Given that motions to strike are drastic remedy and that Plaintiff’s statements are not without relevance, the Court denies the motion. “A longstanding premise of the law of [West Virginia] is that ‘[n]egligence is the violation of the duty of taking care under the given circumstances. It is not absolute, but is always relative to some circumstance of time, place, manner, or person.’ ” Setser v. Browning, 590 S.E.2d 697, 508 (W. Va. 2003) (quoting Syllabus Point 1 of Dicken v. Liverpool Salt & Coal Co., 23 S.E. 582 (W. Va. 1895)). The particular duty owed is that of an “ordinary man in the defendant’s position, knowing what he knew or should have known.” Sewell v. Gregory, 371 S.E.2d 82 (1988).

Here, the duty Defendant Meador owed Plaintiff is certainly informed by the fact that he was a licensed commercial truck driver driving a tractor-trailer. Accordingly, allegations that he failed to conform to the “safe driving principles expected of professional truck drivers” and “to operate his tractor-trailer in accordance with generally accepted safety principles and practices of the trucking industry,” are not “redundant, immaterial, impertinent, or scandalous.” See Fed. R. Civ. P. 12(f).

*5 Although Defendants allege inclusion of the phrases “safe driving principles” and “generally accepted safety principles and practices” are “immaterial and impertinent,” they cite no authority to support their claim. See Mot. ¶¶ 36–41; Reply 4, ECF No. 16. While these phrases lack specificity, they are not so immaterial or impertinent that the Court should take the drastic measure of striking them from the Complaint.

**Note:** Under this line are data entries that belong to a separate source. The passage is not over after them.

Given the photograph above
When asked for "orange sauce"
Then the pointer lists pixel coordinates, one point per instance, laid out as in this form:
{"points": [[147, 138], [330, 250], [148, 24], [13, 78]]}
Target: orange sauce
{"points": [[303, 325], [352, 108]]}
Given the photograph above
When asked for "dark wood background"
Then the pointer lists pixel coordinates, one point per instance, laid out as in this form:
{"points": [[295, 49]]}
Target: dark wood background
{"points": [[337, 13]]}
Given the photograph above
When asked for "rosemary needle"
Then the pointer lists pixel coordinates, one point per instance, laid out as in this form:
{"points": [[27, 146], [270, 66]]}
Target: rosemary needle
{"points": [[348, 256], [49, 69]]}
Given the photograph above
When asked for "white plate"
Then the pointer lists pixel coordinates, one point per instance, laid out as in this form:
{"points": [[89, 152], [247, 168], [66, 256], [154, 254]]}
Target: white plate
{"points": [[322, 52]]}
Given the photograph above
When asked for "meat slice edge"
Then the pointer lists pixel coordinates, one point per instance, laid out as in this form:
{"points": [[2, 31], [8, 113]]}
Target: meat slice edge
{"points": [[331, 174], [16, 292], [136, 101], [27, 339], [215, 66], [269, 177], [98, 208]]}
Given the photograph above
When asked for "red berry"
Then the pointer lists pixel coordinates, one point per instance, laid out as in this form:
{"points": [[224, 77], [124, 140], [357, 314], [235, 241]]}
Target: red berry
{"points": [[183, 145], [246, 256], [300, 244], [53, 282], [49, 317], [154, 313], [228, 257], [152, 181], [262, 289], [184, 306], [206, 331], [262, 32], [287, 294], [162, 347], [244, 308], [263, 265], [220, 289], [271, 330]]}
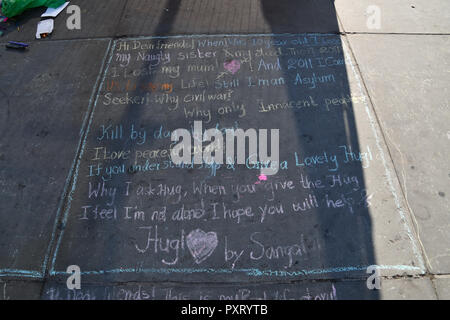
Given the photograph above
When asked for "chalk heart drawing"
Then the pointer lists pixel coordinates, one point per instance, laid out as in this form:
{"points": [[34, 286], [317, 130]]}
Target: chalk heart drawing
{"points": [[233, 66], [201, 244]]}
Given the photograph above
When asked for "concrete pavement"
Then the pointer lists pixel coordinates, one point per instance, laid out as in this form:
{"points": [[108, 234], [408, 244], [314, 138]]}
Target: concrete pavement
{"points": [[58, 98]]}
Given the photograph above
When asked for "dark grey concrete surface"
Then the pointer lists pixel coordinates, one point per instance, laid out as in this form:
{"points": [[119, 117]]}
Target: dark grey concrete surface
{"points": [[45, 117], [45, 97]]}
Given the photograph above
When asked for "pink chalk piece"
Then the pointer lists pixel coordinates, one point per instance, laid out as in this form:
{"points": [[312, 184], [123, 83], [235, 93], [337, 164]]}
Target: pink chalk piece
{"points": [[262, 177], [233, 66]]}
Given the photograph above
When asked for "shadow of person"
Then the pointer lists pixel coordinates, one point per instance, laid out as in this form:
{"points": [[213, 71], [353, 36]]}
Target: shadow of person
{"points": [[315, 66]]}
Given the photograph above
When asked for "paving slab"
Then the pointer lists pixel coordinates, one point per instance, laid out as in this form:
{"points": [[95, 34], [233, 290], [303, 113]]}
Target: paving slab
{"points": [[136, 216], [174, 17], [390, 289], [99, 19], [407, 289], [305, 290], [45, 93], [442, 287], [407, 78], [402, 16], [20, 290]]}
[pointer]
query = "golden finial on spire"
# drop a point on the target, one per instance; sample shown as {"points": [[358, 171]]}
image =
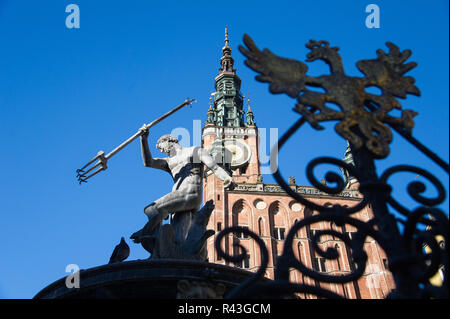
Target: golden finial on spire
{"points": [[226, 36], [210, 103]]}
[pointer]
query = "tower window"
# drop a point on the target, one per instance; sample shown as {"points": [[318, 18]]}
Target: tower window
{"points": [[242, 235], [319, 264], [278, 233]]}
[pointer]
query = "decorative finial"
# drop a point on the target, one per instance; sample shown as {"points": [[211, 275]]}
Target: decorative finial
{"points": [[226, 37], [250, 117], [226, 62]]}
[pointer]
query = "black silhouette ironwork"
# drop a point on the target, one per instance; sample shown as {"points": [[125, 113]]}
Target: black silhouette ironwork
{"points": [[365, 122]]}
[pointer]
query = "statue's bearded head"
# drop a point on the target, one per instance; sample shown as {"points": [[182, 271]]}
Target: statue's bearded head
{"points": [[166, 143]]}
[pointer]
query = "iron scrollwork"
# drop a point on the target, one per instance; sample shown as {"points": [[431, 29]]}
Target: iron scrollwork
{"points": [[364, 121]]}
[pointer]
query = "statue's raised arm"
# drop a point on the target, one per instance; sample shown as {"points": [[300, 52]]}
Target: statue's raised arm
{"points": [[149, 161]]}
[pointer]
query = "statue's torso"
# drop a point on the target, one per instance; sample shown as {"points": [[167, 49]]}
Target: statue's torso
{"points": [[186, 169]]}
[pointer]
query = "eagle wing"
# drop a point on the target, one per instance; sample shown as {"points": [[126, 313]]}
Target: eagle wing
{"points": [[284, 75]]}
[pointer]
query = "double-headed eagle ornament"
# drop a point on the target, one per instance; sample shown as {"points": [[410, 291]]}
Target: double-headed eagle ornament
{"points": [[362, 116]]}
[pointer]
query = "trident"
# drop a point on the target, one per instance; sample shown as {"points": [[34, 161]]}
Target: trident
{"points": [[102, 159]]}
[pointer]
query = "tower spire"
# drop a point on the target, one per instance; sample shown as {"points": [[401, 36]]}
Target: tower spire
{"points": [[226, 62], [250, 116]]}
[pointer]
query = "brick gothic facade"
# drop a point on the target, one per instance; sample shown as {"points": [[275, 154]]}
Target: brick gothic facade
{"points": [[267, 210]]}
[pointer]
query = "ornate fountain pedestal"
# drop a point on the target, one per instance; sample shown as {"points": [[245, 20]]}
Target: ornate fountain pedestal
{"points": [[151, 279]]}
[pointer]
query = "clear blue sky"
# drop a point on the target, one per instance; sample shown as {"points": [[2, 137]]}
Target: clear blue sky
{"points": [[67, 93]]}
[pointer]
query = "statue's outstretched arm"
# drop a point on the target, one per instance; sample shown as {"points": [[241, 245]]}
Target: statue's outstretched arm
{"points": [[147, 158], [206, 159]]}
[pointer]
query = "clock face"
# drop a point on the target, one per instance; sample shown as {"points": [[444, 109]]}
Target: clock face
{"points": [[236, 152]]}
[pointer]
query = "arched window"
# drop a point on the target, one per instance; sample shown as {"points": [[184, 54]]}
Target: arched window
{"points": [[260, 226]]}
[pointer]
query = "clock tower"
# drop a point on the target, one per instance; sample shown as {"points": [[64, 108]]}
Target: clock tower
{"points": [[230, 133]]}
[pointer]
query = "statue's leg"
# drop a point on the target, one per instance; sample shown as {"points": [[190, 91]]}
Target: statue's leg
{"points": [[182, 205], [175, 202], [181, 223]]}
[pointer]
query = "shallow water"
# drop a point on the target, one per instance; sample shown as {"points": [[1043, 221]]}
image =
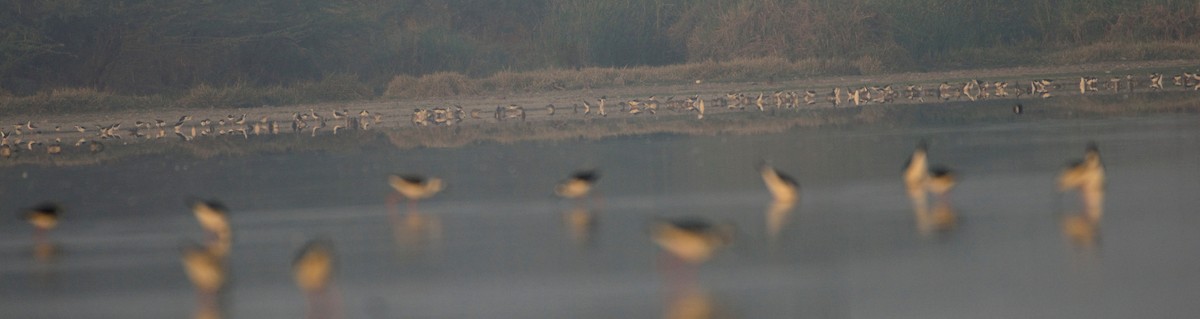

For the foregoing reasons, Defendants’ “Motion to Dismiss, for More Definite Statement and to Strike,” is DENIED. ECF No. 10. The Court DIRECTS the Clerk to send a copy of this Order to counsel of record and any unrepresented parties.

All Citations
Slip Copy, 2021 WL 849231


Notably, West Virginia does not recognize “negligence per se” as a separate tort. See Courtland Co., Inc. v. Union Carbide Corp., No. 2:19-CV-00894, 2020 WL 5047131 (S.D.W. Va. Aug. 26, 2020); Waugh v. Traxler, 412 S.E.2d 756, 759 (W. Va. 1991). Under West Virginia law, “the violation of a statute is prima facie negligence and not negligence per se.” Spurlin v. Nardo, 114 S.E.2d 913, 918 (W. Va. 1960). “A prima facie case of actionable negligence is that state of facts which will support a jury finding that the defendant was guilty of negligence which was the proximate cause of plaintiff’s injuries[.]” Gillingham v. Stephenson, 551 S.E.2d 663, 668 (W. Va. 2001) (quoting Syllabus point 6 of Morris v. City of Wheeling, 82 S.E.2d 536 (W. Va. 1954)). If West Virginia recognized a separate tort of negligence per se, Plaintiff would be likely required to enumerate the alleged statutory violations. See, e.g., In re Oil Spill by the Oil Rig Deepwater Horizon in the Gulf of Mexico, on Apr. 20, 2010, No. MDL 2179, 2011 WL 4575696 at *10 (E.D. La. Sept. 30, 2011), as amended (Oct. 4, 2011) (noting that in order to state a plausible negligence per se claim, plaintiffs must “give notice to Defendants of which regulations are claimed to be violated”). In this instance, however, sufficient facts are alleged to place the Defendants on notice of the claims against them.